In the institution where I work, so far we have managed to live without
mandatory wallclock limits (a policy decided well before I joined the
organization), and that has been possible because the cluster was not very
much utilized.

Now that is changing, with more jobs being submitted and those being larger
ones. As such I would like to introduce wallclock limits to allow slurm to
be more efficient in scheduling jobs, including with backfill.

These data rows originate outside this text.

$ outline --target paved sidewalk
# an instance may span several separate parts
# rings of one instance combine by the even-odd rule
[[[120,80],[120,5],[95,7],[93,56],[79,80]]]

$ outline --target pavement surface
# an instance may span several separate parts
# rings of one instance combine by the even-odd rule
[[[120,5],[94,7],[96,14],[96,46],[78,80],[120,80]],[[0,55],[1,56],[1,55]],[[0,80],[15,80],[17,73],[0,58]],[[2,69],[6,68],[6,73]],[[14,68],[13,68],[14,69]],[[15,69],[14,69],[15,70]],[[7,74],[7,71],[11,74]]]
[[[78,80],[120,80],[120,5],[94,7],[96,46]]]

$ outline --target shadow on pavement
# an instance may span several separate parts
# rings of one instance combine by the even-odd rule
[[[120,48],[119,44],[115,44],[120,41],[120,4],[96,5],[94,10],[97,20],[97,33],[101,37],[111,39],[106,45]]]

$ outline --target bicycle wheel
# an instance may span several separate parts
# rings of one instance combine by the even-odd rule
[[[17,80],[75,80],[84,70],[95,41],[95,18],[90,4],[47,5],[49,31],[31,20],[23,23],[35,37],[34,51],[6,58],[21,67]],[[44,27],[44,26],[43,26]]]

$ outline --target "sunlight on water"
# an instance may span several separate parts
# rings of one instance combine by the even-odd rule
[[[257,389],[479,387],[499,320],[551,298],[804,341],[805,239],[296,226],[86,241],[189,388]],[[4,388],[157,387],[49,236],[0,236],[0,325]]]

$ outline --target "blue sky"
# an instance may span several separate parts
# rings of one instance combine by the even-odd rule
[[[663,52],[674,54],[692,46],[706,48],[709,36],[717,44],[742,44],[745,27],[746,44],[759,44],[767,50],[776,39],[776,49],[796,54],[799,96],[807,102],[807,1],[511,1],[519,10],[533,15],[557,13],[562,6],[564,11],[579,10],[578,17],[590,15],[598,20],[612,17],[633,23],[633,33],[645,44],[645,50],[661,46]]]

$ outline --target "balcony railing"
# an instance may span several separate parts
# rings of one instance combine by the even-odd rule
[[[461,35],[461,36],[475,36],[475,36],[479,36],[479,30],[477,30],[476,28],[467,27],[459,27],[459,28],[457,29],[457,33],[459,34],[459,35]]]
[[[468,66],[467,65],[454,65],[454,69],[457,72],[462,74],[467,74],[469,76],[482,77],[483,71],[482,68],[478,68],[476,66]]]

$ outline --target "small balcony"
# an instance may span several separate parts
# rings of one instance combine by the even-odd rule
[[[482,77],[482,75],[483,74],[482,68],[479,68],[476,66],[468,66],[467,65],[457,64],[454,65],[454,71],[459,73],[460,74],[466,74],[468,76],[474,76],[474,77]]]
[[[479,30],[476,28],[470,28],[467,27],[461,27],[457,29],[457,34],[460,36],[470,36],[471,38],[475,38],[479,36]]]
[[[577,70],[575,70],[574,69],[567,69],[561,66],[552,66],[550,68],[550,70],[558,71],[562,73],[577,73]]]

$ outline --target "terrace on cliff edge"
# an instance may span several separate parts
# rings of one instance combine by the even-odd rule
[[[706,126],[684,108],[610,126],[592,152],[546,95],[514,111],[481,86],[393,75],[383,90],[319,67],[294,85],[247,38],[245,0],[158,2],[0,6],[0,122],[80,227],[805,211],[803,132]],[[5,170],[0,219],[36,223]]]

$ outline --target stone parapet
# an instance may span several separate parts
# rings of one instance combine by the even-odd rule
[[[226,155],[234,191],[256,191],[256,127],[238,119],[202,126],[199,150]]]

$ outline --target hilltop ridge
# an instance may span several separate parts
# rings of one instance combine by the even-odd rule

My concern is that this user base is not used to it and therefore I want to
make it easier for them, and avoid common complaints. I anticipate one of
them would be "my job was cancelled even though there were enough nodes
idle and no other job in line after mine" (since the cluster utilization is
increasing, but not yet always full like it has been at most other places I
know).

So my question is: is it possible to implement "soft" wallclock limits in
slurm, namely ones which would not be enforced unless necessary to run more
jobs? In other words, is it possible to change the pre-emptability of a job
only after some time has passed? I can think of some ways to hack this
functionality myself with some cron or at jobs, and that might be easy
enough to do, but I am not sure I can make it robust enough to cover all
situations, so I'm looking for something either slurm-native or (if
external solution) field-tested by someone else already, so that at least
the worst kinks have been already ironed out.

Thanks in advance for any suggestions you may provide!